La vuelta del Estado
por ALEARDO F. LARIA
Especial para «Río Negro»
En las modernas democracias europeas existe un elevado consenso acerca del rol del Estado. Hay dos funciones básicas que nadie discute. En primer lugar, la responsabilidad que le cabe como regulador del mercado. En segundo lugar, como suministrador de importantes bienes públicos, como la educación y la salud.
La función reguladora del Estado se asimila al rol que juegan las leyes del tránsito. Es necesario que los vehículos circulen en una dirección previamente acordada, respetando los límites de velocidad y ajustándose a las indicaciones de los semáforos. De lo contrario reinaría el caos. Del mismo modo, el mercado requiere regulaciones que garanticen el tránsito fluido de los bienes y servicios y eviten situaciones de monopolio o fijación arbitraria de precios.
En lo que se refiere a la provisión de bienes públicos, no hay duda de que dependen del Estado la prestación del servicio público de la justicia, de la seguridad interior y exterior, de la educación, la seguridad social, la salud pública y la conservación de las infraestructuras. Cuando hay necesidades sociales insatisfechas, se reconoce que el Estado debe también asumir el pago de transferencias a los sectores desempleados y facilitar el acceso a las viviendas sociales.
En donde existe menos consenso es en la prestación por el estado de algunos servicios que pueden ser suministrados por empresas privadas. En general, en todos los países europeos se abordaron planes de privatización de antiguas empresas públicas, alentados por la Comisión Europea. Dado que la consolidación de un mercado libre es un objetivo de la Unión Europea, resultaba contrario a esos objetivos la permanencia de empresas públicas que detentaban el monopolio en la prestación de servicios telefónicos, o de abastecimiento de agua, gas o electricidad.
En Argentina, el retorno a manos del Estado de empresas suministradoras de servicios como el Correo o Aguas, han llevado a algunos a afirmar que estamos en presencia de «la vuelta del Estado». Después de los años de ausencia del Estado como consecuencia de la aplicación de las políticas neoliberales del Consenso de Washington, pareciera que se fuera introduciendo un retorno embozado, no explícito, a las funciones abandonadas.
No parece razonable que en un tema de esta trascendencia se sigan políticas por simple impulso o necesidades de corto plazo.

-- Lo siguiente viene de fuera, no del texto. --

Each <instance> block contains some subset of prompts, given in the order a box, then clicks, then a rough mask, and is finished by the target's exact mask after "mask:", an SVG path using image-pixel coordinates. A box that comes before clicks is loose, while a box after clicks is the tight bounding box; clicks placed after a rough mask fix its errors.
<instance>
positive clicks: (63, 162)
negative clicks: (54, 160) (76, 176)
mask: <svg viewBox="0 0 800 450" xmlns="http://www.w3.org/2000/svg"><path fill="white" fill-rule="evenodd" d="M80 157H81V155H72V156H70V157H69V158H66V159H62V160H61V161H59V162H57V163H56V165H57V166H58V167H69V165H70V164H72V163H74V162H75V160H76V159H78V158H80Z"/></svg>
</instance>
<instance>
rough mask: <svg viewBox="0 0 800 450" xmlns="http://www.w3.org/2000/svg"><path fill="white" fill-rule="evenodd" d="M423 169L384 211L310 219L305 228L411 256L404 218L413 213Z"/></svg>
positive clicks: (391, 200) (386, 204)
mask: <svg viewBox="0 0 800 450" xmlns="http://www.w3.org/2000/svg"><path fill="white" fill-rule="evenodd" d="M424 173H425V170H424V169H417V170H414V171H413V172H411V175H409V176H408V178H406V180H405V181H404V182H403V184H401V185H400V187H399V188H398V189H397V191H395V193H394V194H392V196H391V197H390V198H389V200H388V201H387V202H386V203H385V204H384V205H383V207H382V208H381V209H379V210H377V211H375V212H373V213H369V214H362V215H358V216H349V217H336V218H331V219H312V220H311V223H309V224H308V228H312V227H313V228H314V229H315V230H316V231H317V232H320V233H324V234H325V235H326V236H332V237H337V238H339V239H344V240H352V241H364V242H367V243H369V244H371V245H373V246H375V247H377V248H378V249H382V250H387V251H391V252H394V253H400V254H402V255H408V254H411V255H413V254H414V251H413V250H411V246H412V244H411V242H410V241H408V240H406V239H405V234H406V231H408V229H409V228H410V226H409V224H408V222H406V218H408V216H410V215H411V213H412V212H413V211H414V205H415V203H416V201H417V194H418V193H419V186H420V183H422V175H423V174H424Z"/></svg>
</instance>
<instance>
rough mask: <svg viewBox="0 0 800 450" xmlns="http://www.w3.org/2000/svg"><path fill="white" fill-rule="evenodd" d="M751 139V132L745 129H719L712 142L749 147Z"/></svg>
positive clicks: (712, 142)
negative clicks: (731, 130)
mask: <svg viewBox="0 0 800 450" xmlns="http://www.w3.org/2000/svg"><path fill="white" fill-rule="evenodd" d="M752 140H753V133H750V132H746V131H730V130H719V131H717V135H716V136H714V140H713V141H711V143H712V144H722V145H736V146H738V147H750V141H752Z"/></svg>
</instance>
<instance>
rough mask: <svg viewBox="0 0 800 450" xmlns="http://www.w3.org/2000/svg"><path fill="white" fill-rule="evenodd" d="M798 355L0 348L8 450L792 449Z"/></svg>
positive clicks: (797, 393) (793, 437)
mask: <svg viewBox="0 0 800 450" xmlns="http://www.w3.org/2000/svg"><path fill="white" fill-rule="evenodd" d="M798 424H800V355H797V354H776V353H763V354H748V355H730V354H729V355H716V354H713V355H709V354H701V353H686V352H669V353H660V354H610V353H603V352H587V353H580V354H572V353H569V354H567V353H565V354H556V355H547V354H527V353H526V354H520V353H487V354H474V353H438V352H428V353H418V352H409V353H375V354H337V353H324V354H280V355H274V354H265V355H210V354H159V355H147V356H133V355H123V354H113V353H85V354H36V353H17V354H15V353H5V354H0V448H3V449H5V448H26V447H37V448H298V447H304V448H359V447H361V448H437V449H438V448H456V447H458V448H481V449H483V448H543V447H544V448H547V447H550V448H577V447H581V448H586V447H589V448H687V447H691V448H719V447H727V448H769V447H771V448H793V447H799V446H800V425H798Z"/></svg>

Hace falta abrir un debate amplio y participativo que permita alcanzar un consenso sobre las funciones que se atribuyen definitivamente al estado. Esta necesidad entronca con la ausencia más notoria de la política argentina: la falta de un proyecto estratégico de largo plazo.
Lo que parece evidente es que en el contexto actual, en donde no se ha encarado la reforma administrativa e institucional tantas veces prometida, la asunción por el estado de nuevos roles es el pasaporte más seguro para un sonado fracaso. Sin una reforma y modernización del Estado, profesionalizando los cuadros de la administración y acabando con la lacra del clientelismo político es difícil pensar que pueda tener éxito cualquier gestión de una empresa pública.
Los países inmaduros se comportan en ocasiones como los jóvenes adolescentes inseguros, que emigran de un proyecto a otro, cambiando de parecer por motivos nimios. Pero lo que en un adolescente es un comportamiento comprensible y disculpable, propio de un momento de transición, no es aceptable para un Estado que debe estabilizar sus políticas de largo plazo.
Los vaivenes en las políticas públicas tiene un calificativo en política: se denomina «pendularismo». Es una vieja enfermedad de la política argentina, vinculada en muchas ocasiones a la tradicional inestabilidad institucional. La única manera de superar esa vieja práctica es alcanzando grandes consensos entre las fuerzas políticas y el conjunto de la sociedad civil. Unos grandes acuerdos que nuestros vecinos chilenos y brasileños han sabido tejer y que dotan a esos países de unas ventajas de calidad institucional que los alejan cada vez más de nuestro presente, todavía marcado por pautas adolescentes.